Affinage

POC5

Centrosomal protein POC5 · UniProt Q8NA72

Length
575 aa
Mass
63.4 kDa
Annotated
2026-04-28
12 papers in source corpus 8 papers cited in narrative 8 extracted findings

Mechanistic narrative

Synthesis pass · prose summary of the discoveries below

POC5 is a centrin-binding centriolar protein that localizes to the distal portion of centrioles and is essential for centriole elongation, ciliogenesis, and cell cycle progression. It contains Sfi1p-like repeats that mediate calcium-dependent interaction with centrin2; it is recruited to procentrioles during G2/M in a hyperphosphorylation-dependent manner and is required for building the distal half of centrioles, with its depletion causing G1 arrest or S-phase accumulation and cell death (PMID:19349582, PMID:23844208). POC5 interacts with multiple cilia and cytoskeleton components, is transiently incorporated into assembling basal bodies, and is required for basal body maturation and subsequent cilium formation in both vertebrate and ciliate systems (PMID:32350068, PMID:30845169, PMID:29272404). Bi-allelic loss-of-function variants in POC5 cause a syndromic ciliopathy featuring rod-cone dystrophy, insulin-resistant diabetes, and kidney disease, while heterozygous missense variants in the protein cause familial idiopathic scoliosis (PMID:40590205, PMID:25642776).

Mechanistic history

Synthesis pass · year-by-year structured walk · 8 steps
  1. 2009 High

    Establishing POC5 as a centriolar structural protein resolved how the distal half of centrioles is built: POC5 localizes to the distal centriole, is recruited during G2/M concomitant with hyperphosphorylation, and is essential for distal centriole elongation but dispensable for procentriole initiation.

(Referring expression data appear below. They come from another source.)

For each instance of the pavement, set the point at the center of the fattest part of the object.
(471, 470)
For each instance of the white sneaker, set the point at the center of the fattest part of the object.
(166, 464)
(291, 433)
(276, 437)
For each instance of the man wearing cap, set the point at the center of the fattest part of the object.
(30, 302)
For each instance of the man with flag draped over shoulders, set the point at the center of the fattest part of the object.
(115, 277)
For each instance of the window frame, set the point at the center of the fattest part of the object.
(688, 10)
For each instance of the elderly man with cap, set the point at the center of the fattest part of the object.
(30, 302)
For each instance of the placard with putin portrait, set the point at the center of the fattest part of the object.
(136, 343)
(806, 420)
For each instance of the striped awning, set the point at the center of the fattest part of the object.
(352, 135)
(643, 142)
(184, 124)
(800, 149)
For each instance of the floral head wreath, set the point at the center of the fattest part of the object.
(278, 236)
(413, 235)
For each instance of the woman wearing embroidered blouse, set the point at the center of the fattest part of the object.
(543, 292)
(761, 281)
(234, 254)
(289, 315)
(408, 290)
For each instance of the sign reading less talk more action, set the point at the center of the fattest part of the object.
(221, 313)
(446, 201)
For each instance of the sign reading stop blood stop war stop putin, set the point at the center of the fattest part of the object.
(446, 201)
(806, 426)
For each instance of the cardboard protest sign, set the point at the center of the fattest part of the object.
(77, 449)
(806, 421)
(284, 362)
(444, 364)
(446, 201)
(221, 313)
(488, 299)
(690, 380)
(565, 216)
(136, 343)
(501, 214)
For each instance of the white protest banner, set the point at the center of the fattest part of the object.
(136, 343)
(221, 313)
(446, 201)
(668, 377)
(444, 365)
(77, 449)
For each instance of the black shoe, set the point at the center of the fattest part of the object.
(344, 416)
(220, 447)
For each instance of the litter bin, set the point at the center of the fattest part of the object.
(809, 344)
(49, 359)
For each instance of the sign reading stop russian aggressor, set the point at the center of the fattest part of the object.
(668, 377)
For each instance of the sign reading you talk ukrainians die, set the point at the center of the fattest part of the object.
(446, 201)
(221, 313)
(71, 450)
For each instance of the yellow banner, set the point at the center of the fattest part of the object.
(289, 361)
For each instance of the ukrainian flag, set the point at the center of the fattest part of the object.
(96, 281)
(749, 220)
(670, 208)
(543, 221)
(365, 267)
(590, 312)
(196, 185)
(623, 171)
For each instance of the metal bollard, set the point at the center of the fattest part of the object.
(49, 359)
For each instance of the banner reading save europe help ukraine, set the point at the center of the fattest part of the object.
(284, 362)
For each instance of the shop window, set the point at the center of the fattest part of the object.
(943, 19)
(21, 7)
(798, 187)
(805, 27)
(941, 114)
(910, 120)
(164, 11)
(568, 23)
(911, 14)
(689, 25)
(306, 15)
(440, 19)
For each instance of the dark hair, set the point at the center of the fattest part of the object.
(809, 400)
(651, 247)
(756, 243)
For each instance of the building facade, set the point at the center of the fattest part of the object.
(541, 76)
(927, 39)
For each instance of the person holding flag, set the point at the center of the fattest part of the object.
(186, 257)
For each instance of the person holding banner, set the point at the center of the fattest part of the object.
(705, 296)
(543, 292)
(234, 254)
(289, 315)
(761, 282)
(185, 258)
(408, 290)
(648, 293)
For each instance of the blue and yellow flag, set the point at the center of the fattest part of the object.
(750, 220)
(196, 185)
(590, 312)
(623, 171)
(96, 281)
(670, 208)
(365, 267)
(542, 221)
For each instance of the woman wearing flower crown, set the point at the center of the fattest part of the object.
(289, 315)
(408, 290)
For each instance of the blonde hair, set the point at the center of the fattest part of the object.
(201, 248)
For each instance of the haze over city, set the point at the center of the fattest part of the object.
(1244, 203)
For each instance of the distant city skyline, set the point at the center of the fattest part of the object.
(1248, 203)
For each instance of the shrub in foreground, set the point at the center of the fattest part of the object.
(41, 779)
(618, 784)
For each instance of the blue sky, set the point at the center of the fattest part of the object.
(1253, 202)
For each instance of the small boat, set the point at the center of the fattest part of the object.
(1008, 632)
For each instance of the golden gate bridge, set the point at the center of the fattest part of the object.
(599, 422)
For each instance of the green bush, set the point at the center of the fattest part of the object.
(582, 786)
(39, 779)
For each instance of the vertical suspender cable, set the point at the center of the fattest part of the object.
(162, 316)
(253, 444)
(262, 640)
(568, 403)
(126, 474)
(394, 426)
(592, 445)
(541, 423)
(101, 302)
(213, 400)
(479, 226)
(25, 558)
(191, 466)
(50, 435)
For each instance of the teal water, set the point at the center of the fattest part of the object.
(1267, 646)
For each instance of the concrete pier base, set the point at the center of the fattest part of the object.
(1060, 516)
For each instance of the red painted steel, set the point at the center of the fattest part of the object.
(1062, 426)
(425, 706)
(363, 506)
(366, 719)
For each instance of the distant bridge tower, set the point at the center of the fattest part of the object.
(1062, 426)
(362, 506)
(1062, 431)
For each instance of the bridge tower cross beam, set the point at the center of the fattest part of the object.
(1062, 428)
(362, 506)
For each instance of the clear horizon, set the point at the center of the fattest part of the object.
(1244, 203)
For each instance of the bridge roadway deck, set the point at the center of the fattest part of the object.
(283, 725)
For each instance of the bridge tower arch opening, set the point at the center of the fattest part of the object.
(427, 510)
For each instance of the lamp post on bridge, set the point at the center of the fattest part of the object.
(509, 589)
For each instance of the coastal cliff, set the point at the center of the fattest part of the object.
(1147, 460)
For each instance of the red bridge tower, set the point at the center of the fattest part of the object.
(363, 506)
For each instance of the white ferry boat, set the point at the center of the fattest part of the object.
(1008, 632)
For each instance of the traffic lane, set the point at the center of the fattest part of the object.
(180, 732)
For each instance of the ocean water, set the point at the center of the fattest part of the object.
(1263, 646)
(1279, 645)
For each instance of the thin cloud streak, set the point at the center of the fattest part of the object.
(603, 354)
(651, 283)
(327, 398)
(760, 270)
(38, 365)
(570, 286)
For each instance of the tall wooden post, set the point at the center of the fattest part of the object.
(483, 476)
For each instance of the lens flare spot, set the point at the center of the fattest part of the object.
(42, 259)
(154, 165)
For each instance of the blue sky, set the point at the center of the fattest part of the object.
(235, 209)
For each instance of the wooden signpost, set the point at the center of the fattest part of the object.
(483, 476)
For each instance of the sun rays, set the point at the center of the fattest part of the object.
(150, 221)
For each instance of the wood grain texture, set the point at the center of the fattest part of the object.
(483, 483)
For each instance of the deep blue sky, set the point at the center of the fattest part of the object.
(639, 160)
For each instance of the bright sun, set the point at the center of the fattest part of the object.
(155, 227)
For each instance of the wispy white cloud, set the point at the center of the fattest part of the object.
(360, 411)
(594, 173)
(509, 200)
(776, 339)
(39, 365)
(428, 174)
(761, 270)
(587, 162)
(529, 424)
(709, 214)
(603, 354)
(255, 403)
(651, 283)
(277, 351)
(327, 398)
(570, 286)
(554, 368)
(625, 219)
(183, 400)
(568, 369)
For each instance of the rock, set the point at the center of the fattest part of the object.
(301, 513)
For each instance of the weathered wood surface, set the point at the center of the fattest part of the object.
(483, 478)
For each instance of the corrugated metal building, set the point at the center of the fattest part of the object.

    Evidence siRNA knockdown, immunofluorescence, electron microscopy, and cell cycle analysis in RPE1 and HeLa cells

    PMID:19349582

    Open questions at the time
    • Kinase(s) responsible for POC5 hyperphosphorylation not identified
    • Structural basis of POC5 incorporation into the distal centriole not resolved
    • Whether the G1 arrest upon POC5 loss is a direct cell cycle role or secondary to centriole defects is unclear
  2. 2013 Medium

    Demonstrating that POC5 linear assembly depends on centrin2's calcium-binding capacity established the molecular logic of the POC5–centrin interaction and showed that this pair can scaffold recruitment of other centrosomal proteins (PCM-1, NEDD1).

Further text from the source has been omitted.